The result is a clean separation of two things usually conflated: co-recording and synchronisation. Two consumer sensors on one phone are co-recording — same subject, same night, same heartbeats, startable to ~1 s — but they are not synchronised, because no shared clock ever times their samples. The ~48 ppm drift is not a bug in any one product; it is the physics of two free-running crystals, and its consistency across nights (Table 1) is the proof. The practical corollary is a hierarchy of what same-phone logs can and cannot support: night-level and epoch-level fusion (sleep staging, ODI–HRV correlation) tolerate ~1 s of relative drift and are fine; beat-level fusion (PAT, cross-device PWV, beat-to-beat lag) is not. The only durable fix is to remove the second clock: acquire both sensors through one host that timestamps BLE arrivals on a single clock — a Polar-SDK capture on a small always-on host — so relative crystal drift never enters. Passive motion re-sync remains viable in principle for co-located inertial sensors (e.g. two wrist devices), but not across chest and ankle. We deliberately report the failed repairs because they bound the problem: the cheap software fixes were tried on real data and do not work, which is what justifies the hardware requirement.

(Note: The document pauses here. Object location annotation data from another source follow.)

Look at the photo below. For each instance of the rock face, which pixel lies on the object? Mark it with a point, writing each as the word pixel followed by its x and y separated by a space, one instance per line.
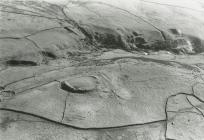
pixel 99 70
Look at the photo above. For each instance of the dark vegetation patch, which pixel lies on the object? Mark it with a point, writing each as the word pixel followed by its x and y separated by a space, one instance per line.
pixel 49 54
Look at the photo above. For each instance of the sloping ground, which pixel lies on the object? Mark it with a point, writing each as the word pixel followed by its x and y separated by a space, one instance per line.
pixel 101 70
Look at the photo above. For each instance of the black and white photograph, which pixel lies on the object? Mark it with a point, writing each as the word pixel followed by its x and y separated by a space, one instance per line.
pixel 101 69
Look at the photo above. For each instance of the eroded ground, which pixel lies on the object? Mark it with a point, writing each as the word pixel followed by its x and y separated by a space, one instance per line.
pixel 99 70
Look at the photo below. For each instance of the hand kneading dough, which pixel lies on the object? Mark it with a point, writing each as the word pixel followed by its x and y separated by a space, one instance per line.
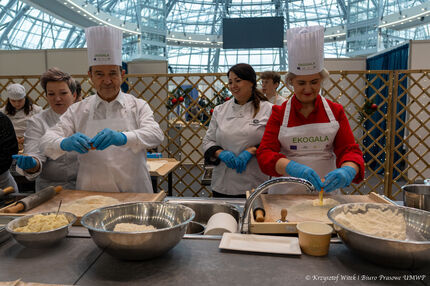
pixel 82 206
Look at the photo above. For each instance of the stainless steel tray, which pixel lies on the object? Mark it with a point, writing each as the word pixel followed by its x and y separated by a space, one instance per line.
pixel 4 235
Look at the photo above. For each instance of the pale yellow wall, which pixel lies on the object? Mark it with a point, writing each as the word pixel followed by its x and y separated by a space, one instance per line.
pixel 22 62
pixel 73 61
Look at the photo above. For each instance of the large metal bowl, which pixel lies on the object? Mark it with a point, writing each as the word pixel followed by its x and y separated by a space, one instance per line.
pixel 170 220
pixel 39 239
pixel 417 196
pixel 413 252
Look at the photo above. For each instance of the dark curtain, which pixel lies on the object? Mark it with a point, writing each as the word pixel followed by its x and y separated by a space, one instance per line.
pixel 396 59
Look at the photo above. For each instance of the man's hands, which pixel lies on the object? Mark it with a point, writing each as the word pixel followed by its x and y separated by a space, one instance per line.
pixel 81 143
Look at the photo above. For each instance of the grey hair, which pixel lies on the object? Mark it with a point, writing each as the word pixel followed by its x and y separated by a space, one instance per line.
pixel 290 76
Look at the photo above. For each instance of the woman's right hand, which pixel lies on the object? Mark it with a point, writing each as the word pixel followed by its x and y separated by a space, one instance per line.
pixel 304 172
pixel 228 158
pixel 25 162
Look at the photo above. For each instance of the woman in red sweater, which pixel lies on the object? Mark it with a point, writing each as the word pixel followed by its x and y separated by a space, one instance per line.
pixel 309 136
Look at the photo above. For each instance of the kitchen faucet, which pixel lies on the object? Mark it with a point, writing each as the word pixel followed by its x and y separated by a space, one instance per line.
pixel 244 220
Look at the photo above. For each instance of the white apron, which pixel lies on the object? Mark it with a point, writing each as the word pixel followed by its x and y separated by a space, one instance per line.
pixel 310 145
pixel 237 130
pixel 117 168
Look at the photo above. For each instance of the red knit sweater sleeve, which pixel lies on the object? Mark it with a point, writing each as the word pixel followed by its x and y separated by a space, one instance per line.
pixel 268 152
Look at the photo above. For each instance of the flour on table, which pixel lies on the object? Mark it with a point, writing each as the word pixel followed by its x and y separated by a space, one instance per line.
pixel 154 165
pixel 387 223
pixel 84 205
pixel 311 209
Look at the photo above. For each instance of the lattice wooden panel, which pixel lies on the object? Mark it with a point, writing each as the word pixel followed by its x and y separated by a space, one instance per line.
pixel 394 137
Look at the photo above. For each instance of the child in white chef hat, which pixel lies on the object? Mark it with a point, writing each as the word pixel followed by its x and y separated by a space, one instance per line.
pixel 19 108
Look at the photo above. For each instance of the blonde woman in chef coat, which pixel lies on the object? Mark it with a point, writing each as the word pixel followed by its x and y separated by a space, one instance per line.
pixel 270 81
pixel 19 108
pixel 309 136
pixel 235 131
pixel 60 89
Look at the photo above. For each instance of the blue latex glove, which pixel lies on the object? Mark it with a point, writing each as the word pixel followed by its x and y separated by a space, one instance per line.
pixel 108 137
pixel 339 178
pixel 304 172
pixel 228 158
pixel 242 160
pixel 77 142
pixel 25 162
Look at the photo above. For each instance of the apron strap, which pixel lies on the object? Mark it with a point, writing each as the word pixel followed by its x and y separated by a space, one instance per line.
pixel 287 113
pixel 327 109
pixel 93 107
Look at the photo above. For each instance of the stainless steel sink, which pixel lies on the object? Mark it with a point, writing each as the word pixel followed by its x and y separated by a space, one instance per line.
pixel 204 209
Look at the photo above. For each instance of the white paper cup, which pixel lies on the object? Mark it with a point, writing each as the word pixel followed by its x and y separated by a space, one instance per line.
pixel 220 223
pixel 314 237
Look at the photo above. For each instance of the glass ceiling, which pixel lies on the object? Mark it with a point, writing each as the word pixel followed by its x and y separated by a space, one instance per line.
pixel 359 24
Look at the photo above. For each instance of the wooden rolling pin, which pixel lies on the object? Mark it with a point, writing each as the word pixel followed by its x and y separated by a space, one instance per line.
pixel 34 200
pixel 6 191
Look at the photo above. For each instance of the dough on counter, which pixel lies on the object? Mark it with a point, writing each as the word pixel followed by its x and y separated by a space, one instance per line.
pixel 40 223
pixel 377 222
pixel 84 205
pixel 328 202
pixel 132 227
pixel 311 209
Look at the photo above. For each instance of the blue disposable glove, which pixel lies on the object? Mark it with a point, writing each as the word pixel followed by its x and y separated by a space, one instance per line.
pixel 108 137
pixel 77 142
pixel 242 160
pixel 25 162
pixel 302 171
pixel 228 158
pixel 339 178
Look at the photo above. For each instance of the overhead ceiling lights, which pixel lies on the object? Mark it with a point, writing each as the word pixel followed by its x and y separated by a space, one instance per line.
pixel 83 7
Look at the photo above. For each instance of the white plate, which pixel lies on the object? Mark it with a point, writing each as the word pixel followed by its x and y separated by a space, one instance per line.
pixel 260 243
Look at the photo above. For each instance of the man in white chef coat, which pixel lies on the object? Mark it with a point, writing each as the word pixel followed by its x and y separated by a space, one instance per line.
pixel 110 130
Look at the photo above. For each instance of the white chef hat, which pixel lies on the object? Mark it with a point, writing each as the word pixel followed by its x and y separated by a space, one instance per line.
pixel 15 91
pixel 305 50
pixel 104 46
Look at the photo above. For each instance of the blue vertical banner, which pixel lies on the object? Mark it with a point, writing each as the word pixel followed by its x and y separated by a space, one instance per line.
pixel 395 59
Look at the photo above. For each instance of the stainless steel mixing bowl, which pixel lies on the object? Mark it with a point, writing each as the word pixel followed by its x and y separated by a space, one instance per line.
pixel 417 196
pixel 39 239
pixel 413 252
pixel 171 221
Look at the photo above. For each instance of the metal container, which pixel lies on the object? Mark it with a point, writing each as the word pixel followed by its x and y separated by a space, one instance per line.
pixel 204 209
pixel 417 195
pixel 413 252
pixel 195 228
pixel 171 221
pixel 39 239
pixel 4 220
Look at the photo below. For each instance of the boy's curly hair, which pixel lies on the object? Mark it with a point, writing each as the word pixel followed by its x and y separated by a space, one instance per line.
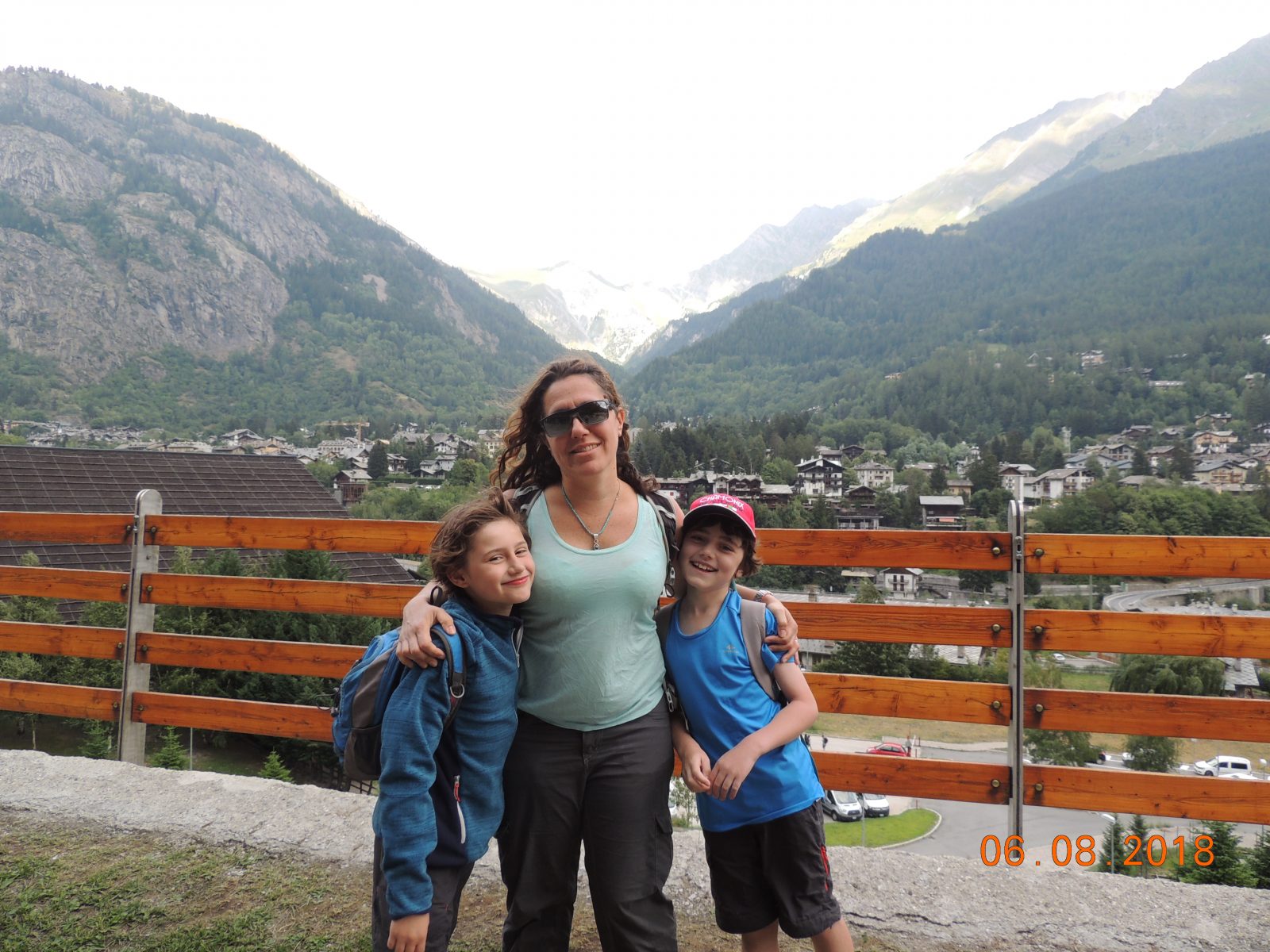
pixel 454 537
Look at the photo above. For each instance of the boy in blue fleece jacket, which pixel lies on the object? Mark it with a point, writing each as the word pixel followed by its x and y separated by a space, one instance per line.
pixel 441 793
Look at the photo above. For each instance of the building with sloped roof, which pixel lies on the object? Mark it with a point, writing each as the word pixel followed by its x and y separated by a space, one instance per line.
pixel 50 480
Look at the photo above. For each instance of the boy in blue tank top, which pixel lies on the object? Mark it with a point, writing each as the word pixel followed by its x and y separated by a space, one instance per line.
pixel 757 789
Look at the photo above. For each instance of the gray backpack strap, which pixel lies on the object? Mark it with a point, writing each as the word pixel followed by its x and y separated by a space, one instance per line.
pixel 666 514
pixel 524 498
pixel 662 617
pixel 753 630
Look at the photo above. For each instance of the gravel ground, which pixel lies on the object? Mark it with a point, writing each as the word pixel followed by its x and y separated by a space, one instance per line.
pixel 922 903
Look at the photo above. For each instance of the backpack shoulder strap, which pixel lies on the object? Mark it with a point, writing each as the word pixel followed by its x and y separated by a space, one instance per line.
pixel 753 630
pixel 662 617
pixel 452 645
pixel 666 514
pixel 524 498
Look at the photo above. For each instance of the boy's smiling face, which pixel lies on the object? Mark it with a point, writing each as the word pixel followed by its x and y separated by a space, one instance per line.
pixel 710 556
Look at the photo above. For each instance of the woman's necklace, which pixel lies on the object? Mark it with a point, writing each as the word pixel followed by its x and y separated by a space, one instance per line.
pixel 595 536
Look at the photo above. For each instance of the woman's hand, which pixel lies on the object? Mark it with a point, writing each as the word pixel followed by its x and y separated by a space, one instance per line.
pixel 414 644
pixel 696 765
pixel 410 933
pixel 732 770
pixel 784 643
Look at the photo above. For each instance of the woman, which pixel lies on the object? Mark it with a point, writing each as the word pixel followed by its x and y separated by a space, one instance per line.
pixel 592 754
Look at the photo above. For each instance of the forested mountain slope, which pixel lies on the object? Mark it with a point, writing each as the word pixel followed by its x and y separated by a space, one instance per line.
pixel 168 270
pixel 1164 266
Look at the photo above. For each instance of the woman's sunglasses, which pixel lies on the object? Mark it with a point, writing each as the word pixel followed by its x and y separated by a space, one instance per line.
pixel 591 414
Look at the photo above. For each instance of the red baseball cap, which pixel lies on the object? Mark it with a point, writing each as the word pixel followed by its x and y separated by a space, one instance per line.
pixel 740 508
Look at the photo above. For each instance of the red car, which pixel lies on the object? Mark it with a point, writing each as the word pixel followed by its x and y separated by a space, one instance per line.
pixel 889 750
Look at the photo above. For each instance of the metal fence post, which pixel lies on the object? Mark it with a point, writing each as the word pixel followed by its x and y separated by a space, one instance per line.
pixel 1015 594
pixel 141 617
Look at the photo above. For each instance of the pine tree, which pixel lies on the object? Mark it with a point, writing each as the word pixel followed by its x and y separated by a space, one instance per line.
pixel 1138 828
pixel 1259 861
pixel 98 740
pixel 171 755
pixel 378 463
pixel 1111 856
pixel 1227 867
pixel 273 768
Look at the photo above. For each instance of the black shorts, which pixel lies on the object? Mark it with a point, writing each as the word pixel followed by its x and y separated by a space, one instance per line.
pixel 774 871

Limitations. This is a single subject and a single device pair, so the specific 47.7 ppm figure characterizes these two crystals; the generalizable claim is the mechanism and the order of magnitude (drift within the ±20–50 ppm crystal-tolerance band, ~1 s/night, non-linear). Coupling at large median lags (≈450–790 ms, consistent with the long chest→ankle transit path plus pre-ejection period and the foot-vs-R convention) can admit occasional neighbouring-beat aliasing where the drift crosses a cardiac cycle; this inflates the absolute lag but not the drift-range that carries the finding. The ACC re-sync failure is specific to the chest–ankle placement; it does not exclude success for co-located inertial sensors or for a dedicated non-cardiac sync event. No blood-pressure ground truth was collected — this paper makes no PAT-accuracy claim, only a timing-feasibility one.

5. Reproducibility

6. References & provenance

  1. Tepna instrument: PAT Feasibility.html · pat-feasibility.js · pat-feasibility-worker.js (batch coupling + ACC-sync).
  2. Decision record: PAT-FEASIBILITY-2026-07-08-BRIEF.md (feasibility verdict + unblock path).
  3. Companion negative-results synthesis: papers/dead-ends.html (this finding is wall 2.7).
  4. Capture provenance & the Clock Contract: CLAUDE.md §🎙️, §🔒; single-host capture: POLAR-SDK-CAPTURE-2026-07-07-BRIEF.md, CAPTURE-HOST.
  5. Sensors: Polar H10 (chest ECG), Polar Verity Sense (raw 3-LED PPG); logger: Polar Sensor Logger (j-ware), Android.